Where to now and next for organic food? This is the question Maartje van den Berg, Rabobank’s senior analyst for consumer foods, has focused upon following the annual Biofach fair in Nuremberg, Germany.
This is the world’s biggest organic and foods trade fair, so what happens here points towards what’s coming down the line.
Van der Berg emphasised that organic has the wind in its sails, compared to the fairly stagnant general food market.
However, for countries with a significant amount of organic food sales, this growth shows “some signs of stabilising”.
“A few examples: market growth in France was 22% in 2016, and 18% in 2017. In the Netherlands, it was 9% in 2016 and 5% in 2017. The big exception is Spain, where the market for organic food grew stronger in 2017 (+16%) than in 2016 (+12%).”
Overall the EU growth for organics, at 11%, is still strong, while it is expanding into eateries and public procurement, in particular, she notes.
The accepted upper limit of organic consumption is seen to be 5-15% of consumers: that’s those with the interest and the money to buy organic.
However “there are signs that the ‘natural’ reservoir of organic buyers is growing, as younger consumers are more geared towards sustainable consumption, and organic is trendy. Plus, of course, in many countries, disposable incomes are rising, while at the same time, price premiums of organic products are coming down.”

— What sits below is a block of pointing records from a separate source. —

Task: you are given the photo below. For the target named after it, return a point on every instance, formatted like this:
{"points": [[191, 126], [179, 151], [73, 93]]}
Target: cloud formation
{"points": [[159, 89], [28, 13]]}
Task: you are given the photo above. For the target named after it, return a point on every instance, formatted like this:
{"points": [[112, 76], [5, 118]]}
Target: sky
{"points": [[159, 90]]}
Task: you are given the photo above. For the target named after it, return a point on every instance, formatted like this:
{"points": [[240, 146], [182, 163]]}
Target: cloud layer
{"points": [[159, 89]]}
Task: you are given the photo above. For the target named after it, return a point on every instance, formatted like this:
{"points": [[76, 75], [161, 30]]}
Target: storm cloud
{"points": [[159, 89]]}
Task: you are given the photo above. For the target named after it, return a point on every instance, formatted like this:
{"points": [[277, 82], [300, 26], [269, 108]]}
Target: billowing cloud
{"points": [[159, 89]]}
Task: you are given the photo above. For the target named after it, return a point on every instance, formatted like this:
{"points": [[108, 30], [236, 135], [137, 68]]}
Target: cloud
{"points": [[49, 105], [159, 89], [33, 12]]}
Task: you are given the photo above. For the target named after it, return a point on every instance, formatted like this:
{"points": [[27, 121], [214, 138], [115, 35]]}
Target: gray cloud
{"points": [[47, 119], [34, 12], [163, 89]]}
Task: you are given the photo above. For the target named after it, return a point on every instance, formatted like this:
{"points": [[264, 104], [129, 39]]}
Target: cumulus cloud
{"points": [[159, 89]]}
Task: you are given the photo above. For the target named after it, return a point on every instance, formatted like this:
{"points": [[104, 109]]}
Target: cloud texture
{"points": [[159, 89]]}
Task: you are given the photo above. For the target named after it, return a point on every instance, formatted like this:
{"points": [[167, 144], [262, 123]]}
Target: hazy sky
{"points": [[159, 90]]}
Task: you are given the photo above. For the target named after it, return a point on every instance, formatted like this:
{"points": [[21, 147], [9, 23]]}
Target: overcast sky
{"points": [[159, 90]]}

This latter point on premiums is important, and a sign of a maturing sector:
Anecdotal conversations this columnist has had with organic food businesses supplying the German market confirm this: reaching an organic price premium is easier in Ireland than in a country where organic is fast becoming an everyday purchase.
In Ireland, organic is the premium, in Germany, it’s one of the required markers to set your product apart.
As van der Berg puts it: “The organic food players are already strongly diversifying their offer. Where a few years ago ‘just’ the organic label was enough to sell a product, we now see brands and products marketed as healthy and natural (and organic).”
Biofach also saw a huge focus on ecological packaging and on plant-based foods, while there was also animated discussion on the future direction of organic itself. Should it expand sales or deepen its green credentials?
While the clichéd notion of the “conventionalisation” of organics presumes that the sector slowly turns into the conventional sector, as often is the case with political economy perspectives, nuance is needed. So in this case, the Rabobank author points to the significant growth into the German market of Demeter (certified biodynamic) produce.
Biodynamic produce in many ways predates organic, and is seen as coming from a ‘muck and magic’ end of the organic spectrum. And yet, it keeps coming back as organic food sales ride waves and crash, come and go, ebb and flow.
This phenomenon shows itself in the stricter elements in the new organic standard (for example with regard to seeds) and in the ongoing discussions on the threshold levels of what are considered contaminants in organics food from conventional inputs. This too was a Biofach discussion — how low should the levels be set for (for example, the pesticide residues from field drift, or food processing inputs that may pass over in a lorry or packing house).
Recently, we spotlighted here that there are new approaches – regenerative, biological and more – that may look and seem like organic, but more, as it were, earthy. Since then, it has been announced that the Organic Trust will provide Pasture for Life certification for “100% grass-fed meat and dairy in Ireland”.
How this relates to organic certification we’ll investigate in the weeks ahead.